Why blame the journalist?
Why blame ANYBODY?
Nothing Sevigny said in the first interview was in any way factually inaccurate. It was all subjective and all couched in her own opinion. And it was funny and clever. It was a great read.
If she wanted to apologize to Will Scheffer and Mark V. Olsen? That's her choice as well, but it's not an apology that needed to be public. If everything is aces between them, Nikki will have a rich story arc next season. If there are bitter feelings? Maybe Nikki falls down a well.
I also don't quite get why Ausiello felt that he wanted to provide a forum for Sevigny to call out a fellow journalist. Certainly Ausiello has been accused of taking quotes out of context before. I'm suspecting he wasn't pleased when that happened.

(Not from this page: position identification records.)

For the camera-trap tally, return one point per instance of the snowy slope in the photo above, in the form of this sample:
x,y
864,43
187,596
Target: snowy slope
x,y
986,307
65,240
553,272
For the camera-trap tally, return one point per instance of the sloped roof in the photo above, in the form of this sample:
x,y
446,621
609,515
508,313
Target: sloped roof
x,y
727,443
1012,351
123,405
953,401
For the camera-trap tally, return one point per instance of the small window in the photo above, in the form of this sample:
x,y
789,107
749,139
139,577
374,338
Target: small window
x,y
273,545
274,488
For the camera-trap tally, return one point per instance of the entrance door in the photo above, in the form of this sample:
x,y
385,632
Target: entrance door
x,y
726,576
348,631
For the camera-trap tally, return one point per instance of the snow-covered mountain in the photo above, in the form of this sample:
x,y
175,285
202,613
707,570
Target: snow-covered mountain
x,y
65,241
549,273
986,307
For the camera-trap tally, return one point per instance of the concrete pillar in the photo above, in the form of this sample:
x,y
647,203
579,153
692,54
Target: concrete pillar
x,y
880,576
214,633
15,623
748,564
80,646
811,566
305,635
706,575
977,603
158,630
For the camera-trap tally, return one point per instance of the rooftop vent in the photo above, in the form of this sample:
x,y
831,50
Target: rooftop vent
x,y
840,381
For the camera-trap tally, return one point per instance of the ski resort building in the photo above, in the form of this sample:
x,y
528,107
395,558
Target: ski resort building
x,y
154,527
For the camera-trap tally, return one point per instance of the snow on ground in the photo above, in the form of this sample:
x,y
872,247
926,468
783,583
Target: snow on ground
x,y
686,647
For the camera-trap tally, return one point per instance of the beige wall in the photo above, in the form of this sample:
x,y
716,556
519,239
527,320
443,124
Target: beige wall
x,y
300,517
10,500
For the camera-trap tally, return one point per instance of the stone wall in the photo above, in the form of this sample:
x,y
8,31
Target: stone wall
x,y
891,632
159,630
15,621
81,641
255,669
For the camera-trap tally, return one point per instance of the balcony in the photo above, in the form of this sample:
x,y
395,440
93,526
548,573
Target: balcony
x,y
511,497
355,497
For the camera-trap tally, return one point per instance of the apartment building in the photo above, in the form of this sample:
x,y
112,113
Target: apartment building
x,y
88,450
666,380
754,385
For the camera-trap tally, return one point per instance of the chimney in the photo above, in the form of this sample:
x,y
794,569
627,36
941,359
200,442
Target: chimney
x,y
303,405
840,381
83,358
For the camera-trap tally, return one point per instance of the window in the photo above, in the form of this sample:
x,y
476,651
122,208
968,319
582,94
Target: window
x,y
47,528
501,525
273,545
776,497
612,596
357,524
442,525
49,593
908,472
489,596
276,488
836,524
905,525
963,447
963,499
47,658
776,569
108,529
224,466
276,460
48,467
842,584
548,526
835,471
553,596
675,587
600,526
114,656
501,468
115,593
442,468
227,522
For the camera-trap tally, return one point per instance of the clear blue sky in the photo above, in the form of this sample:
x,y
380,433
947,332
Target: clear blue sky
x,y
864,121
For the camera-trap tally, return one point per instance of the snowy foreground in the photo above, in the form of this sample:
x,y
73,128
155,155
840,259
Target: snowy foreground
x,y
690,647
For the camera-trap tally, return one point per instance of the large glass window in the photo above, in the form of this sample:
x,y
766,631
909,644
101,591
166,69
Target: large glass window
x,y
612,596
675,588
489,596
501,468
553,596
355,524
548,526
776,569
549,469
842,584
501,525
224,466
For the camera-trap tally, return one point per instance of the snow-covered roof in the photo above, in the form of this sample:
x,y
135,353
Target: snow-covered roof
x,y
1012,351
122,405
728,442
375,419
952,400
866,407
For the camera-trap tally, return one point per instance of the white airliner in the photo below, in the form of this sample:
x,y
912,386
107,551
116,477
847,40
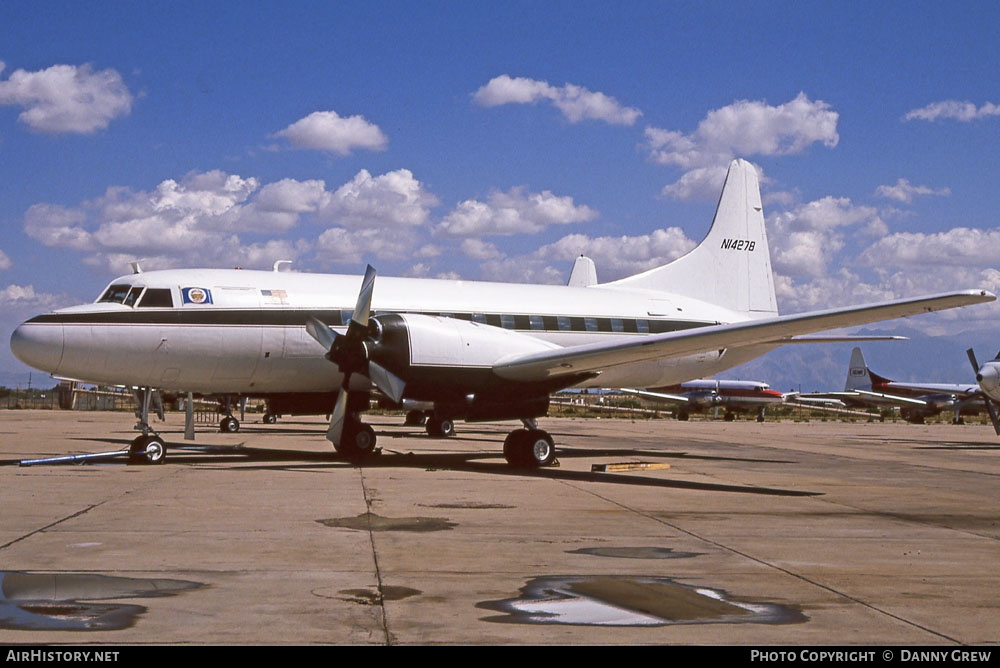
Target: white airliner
x,y
988,377
460,349
705,394
916,401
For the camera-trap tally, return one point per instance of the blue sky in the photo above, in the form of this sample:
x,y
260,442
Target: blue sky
x,y
497,141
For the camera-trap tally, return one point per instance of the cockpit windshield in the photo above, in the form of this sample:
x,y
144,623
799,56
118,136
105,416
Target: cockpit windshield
x,y
115,294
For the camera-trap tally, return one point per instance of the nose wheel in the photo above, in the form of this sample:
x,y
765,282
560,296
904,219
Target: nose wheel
x,y
229,425
358,441
529,448
147,449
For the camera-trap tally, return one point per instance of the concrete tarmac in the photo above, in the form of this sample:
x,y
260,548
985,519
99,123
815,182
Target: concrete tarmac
x,y
791,533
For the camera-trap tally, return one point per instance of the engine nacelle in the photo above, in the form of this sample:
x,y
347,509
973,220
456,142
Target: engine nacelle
x,y
989,380
450,362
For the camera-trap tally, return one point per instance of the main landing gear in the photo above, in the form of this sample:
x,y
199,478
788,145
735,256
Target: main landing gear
x,y
357,441
529,448
147,448
228,424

But when Sevigny blamed his colleague-in-arms for forcing her to say what she said, Ausiello didn't challenge the claim or ask for clarification.
So in exchange for page views, all Ausiello did was give an actress another outlet to to step away from being candid and from having an opinion, another place to back down, another place to transition from off-the-cuff and human to on-message and robotic.
Journalists like getting candid interviews. Readers like reading candid interviews. Celebrities don't like giving candid interviews, because they then have to apologize, which they do in boring, canned interviews, like Sevigny gave Ausiello.
Of course, celebrities aren't just apologizing for smart honesty. They're apologizing for stupid honesty as well. John Mayer gave a long interview to Rolling Stone [Amended: Playboy, actually] and he said some STUPID s***. He mixed it up with some ignorant s*** and some kinda inappropriate s*** about some other celebrities Mayer has known and loved. Everything in the interview was noxious and it made me think less of John Mayer as a person, but I wasn't offended and it didn't change the way I thought of him as a musician. He may have needed to send flowers to Jennifer Aniston and Jessica Simpson, but he didn't need to apologize to me as a reader.
He did anyway.
And you can bet he won't give another interview like that any time soon.
And getting Chloe Sevigny to share her humble opinion on "Big Love" will now also be an impossibility.
The lesson Sevigny and Mayer are going to take away from this experience is: Don't Be Honest.
The lesson Sevigny and Mayer should be taking is: Consider your words, but say what you feel.
The contract between a reporter and a interview subject works like this: You make sure that you say what you actually think and we make sure that we write what you actually say.
When Mayer issued his apologize for being a moron, Sepinwall expressed concern to me that other celebrities will see this as a reason to muzzle themselves. My response was that there were so few celebrities who work beyond soundbytes that this won't change anything anyway. If you want good quotes, you talk to the writers and directors and producers and showrunners, the people with the power to say what they want to say without blowback, or at least with reduced blowback.
Sevigny apparently just forgot where she fits into that power structure and what she's allowed to be honest about. I doubt she'll make that mistake again.